25th. Three in the afternoon. My scouts have this moment come in and inform, that I can easily reach the banks of the Granicus in two hours; and that the Persians, gay as gems and gold can make them, and numerous as locusts, line the eastern shore as far as the eye can reach. My men expect a scratch, but I and Darius's general perfectly understand each other. I have promised him a province when I shake his hand at Babylon, and I know the coward will rely upon me. I am to make the onset with great play fury, and he is to retreat as ostentatiously as he pleases.

--Seven o'clock. Well, the farce is over, and we Invincible Macedonians have got the Granicus in our rear! My opponent behaved pretty well; although he ought to have pretended resistence a little longer than he did. I believe the rascal thought more than once that we were in earnest. I will give one of the half starved poets that hang upon me, a pistareen and mug of grog, to describe this day's bustling as a battle of amazing magnitude: Paint Bucephalus as plunging thro' the foaming current, and bearing me resistless at the head of thirty thousand veterans on a foe, valiant, tho' unequal -- describe the eagle of victory hovering over my helmet -- and the Fates fainting on the shore. The fools of posterity perhaps may read the nonsense and believe it.

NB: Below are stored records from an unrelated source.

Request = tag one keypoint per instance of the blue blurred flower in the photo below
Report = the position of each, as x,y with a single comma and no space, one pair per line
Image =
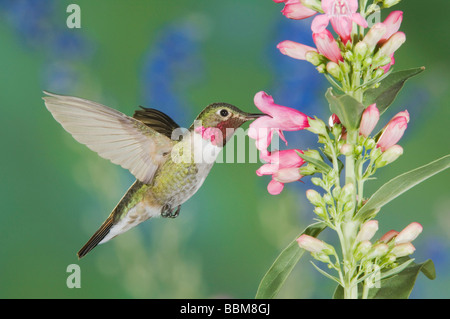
173,66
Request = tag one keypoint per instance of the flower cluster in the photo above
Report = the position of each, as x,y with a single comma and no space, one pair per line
282,165
355,62
356,57
379,255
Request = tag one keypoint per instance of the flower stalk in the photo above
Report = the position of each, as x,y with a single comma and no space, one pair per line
355,61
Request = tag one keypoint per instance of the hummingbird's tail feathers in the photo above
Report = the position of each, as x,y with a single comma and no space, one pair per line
97,237
132,209
113,135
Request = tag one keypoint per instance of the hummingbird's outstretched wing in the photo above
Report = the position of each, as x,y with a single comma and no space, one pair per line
157,120
113,135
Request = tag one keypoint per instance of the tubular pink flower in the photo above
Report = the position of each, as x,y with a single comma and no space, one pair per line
386,67
369,120
283,166
374,35
393,131
293,9
327,46
341,14
280,118
402,250
392,24
367,230
388,236
295,50
409,233
392,44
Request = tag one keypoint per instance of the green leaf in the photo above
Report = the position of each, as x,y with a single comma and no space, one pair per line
322,166
277,274
348,109
401,184
398,286
389,88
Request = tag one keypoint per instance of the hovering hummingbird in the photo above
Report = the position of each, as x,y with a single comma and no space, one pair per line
169,168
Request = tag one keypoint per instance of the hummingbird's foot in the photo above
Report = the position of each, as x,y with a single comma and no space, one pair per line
168,212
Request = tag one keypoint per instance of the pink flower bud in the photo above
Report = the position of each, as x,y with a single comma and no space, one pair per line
378,250
369,120
392,24
393,131
327,46
294,50
409,233
374,35
293,9
392,45
388,236
402,250
389,156
367,231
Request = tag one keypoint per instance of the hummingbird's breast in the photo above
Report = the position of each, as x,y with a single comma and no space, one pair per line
185,170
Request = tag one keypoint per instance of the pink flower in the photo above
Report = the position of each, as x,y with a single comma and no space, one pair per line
367,231
327,46
386,67
402,250
293,9
388,236
280,118
393,131
325,42
295,50
283,166
392,24
341,14
392,44
409,233
369,120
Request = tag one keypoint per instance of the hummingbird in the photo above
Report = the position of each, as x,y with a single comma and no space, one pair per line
170,164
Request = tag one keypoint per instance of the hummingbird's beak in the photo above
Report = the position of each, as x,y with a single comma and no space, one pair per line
252,116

26th. I could not get down my bohea and muscovado this morning for vexation -- Poor Bucephalus has got the wambles most furiously -- I feared some mischief might befal, when I lent him last night to that pimp Hephestion, to ride to a watermelon frolic. I am confident that the varlet tied him up to a post without a morsel to eat, while he was cramming fruit and cutting capers with the girls. I will punish the puppy by keeping on scout for a fortnight altogether -- he hates fatigue almost as much as he does fighting.

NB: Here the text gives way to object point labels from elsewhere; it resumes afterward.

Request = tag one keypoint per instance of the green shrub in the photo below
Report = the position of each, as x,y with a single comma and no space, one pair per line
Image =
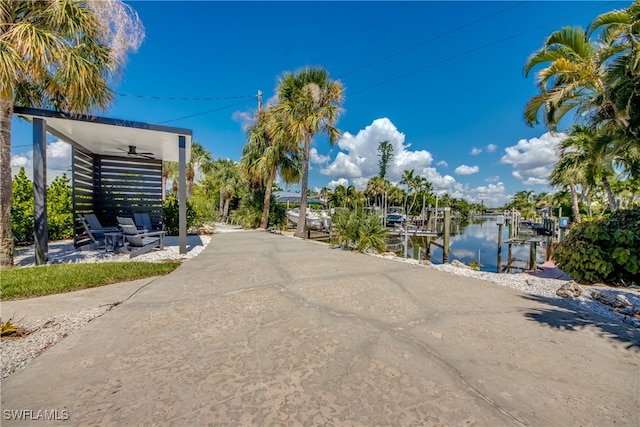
359,230
171,215
605,250
60,209
249,213
22,223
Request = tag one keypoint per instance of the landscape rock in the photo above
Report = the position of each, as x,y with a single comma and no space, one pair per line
206,229
612,300
460,264
569,290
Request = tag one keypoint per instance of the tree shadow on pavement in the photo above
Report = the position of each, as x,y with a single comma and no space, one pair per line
570,318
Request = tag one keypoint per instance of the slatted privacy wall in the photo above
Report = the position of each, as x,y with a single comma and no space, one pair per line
115,186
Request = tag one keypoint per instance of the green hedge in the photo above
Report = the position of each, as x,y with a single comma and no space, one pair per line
603,251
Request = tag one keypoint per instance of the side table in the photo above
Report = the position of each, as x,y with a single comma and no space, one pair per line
113,240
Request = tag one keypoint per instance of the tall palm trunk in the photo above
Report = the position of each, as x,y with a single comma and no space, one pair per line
610,198
302,219
6,235
221,205
267,198
574,203
225,213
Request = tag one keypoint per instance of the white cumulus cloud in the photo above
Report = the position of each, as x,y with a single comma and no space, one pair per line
335,182
58,161
316,157
467,170
533,159
358,155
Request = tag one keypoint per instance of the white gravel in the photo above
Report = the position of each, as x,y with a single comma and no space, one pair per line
15,353
547,288
40,334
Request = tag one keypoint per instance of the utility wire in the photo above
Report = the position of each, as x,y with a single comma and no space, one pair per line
170,98
439,36
467,52
205,112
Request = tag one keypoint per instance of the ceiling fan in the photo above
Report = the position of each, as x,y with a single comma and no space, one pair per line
132,152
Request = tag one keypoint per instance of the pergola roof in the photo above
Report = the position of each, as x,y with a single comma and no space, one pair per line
112,137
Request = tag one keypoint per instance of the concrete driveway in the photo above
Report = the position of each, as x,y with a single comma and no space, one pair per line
262,329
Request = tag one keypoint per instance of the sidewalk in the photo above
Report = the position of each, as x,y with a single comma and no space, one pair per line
262,329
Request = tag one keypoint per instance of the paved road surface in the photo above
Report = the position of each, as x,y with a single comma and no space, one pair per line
262,329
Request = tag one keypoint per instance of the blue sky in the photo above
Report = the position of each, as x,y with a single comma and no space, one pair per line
442,81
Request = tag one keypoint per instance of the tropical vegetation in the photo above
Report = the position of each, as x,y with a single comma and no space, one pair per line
308,103
604,250
359,230
61,55
595,73
59,208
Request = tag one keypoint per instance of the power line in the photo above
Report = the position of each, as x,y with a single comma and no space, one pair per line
467,52
446,33
170,98
205,112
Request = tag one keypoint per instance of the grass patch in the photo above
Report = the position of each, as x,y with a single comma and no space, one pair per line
59,278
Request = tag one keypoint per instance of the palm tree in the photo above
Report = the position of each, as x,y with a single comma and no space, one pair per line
61,55
573,78
620,39
566,173
200,161
594,152
226,176
169,172
376,187
309,103
265,153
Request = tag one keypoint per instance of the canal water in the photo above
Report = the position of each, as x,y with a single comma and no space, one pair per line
476,240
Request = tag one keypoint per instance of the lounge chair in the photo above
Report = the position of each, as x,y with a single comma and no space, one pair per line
95,230
140,243
143,220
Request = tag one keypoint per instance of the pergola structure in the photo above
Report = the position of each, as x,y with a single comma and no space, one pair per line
116,169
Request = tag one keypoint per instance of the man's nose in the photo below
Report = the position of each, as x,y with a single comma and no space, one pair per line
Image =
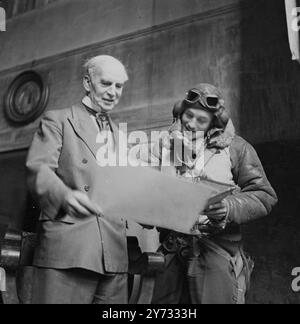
192,125
112,91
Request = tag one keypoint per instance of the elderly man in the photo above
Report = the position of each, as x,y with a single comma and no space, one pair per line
81,257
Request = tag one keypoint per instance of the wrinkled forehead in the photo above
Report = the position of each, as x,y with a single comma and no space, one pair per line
113,72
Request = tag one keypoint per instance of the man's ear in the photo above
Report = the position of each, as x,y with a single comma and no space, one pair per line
87,83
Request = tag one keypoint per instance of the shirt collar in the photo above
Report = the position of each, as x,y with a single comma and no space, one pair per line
87,102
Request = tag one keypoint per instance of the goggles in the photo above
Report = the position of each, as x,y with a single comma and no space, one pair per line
212,102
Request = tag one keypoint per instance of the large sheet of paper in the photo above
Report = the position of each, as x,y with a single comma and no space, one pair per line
149,197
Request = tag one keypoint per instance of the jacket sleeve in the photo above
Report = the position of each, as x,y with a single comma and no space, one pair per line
257,197
42,163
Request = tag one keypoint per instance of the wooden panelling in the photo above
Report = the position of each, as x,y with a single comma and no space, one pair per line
17,7
163,63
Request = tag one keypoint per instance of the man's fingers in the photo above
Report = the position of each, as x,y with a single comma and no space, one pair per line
85,202
215,206
217,212
78,208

[Here a roll or two appear to be missing.]

April 10th. Huzza! the battle of Arbela is over, and I have got, with the Persian empire, an exquisite bevy of bona-roba's; thanks to my good friend Darius. A betrothed wood-chuck would have defended his oney-doney more magnanimously than this Asiatic poltroon did his Haram. I will treat the high mettled dames very ceremoniously by day -- they have already hinted that they will be perfectly accomodating by night.


14th. Of all the bamboosing bouts I ever was in, that of last night exceeds. Thais, and I, and Parmerio, and Antipater, Hephestion, Philtas, and every mother's son and daughter of us as drunk as so many Kickapoos. Persepolis in flames served as a flambeau to light us to our pavilions -- Glorious perogatives pertain to us heroes, and we generally are careful not to neglect their exercise -- To-morrow it seems I am to make, what they call my triumphant entry into Babylon. I ever did, and ever will, abominate parade and fuss.

15th. Eleven at night. The raryshow is past, and I am as tired as a carman's horse -- the flattering rascals called me the son of Jupiter, at the very time that I felt like a puppy, the son of a bitch. I could with good will kick the cringing Persians to the devil -- the avaricious Macedonians after them -- burn this metropolis of the world -- and turn farmer at Wethersfield and raise onions.
R.
(To be continued.)
[Henry never continued this piece.]



NOTE:
The style of this piece is highly reminiscent of Henry's own journal of the Montgomery Expedition.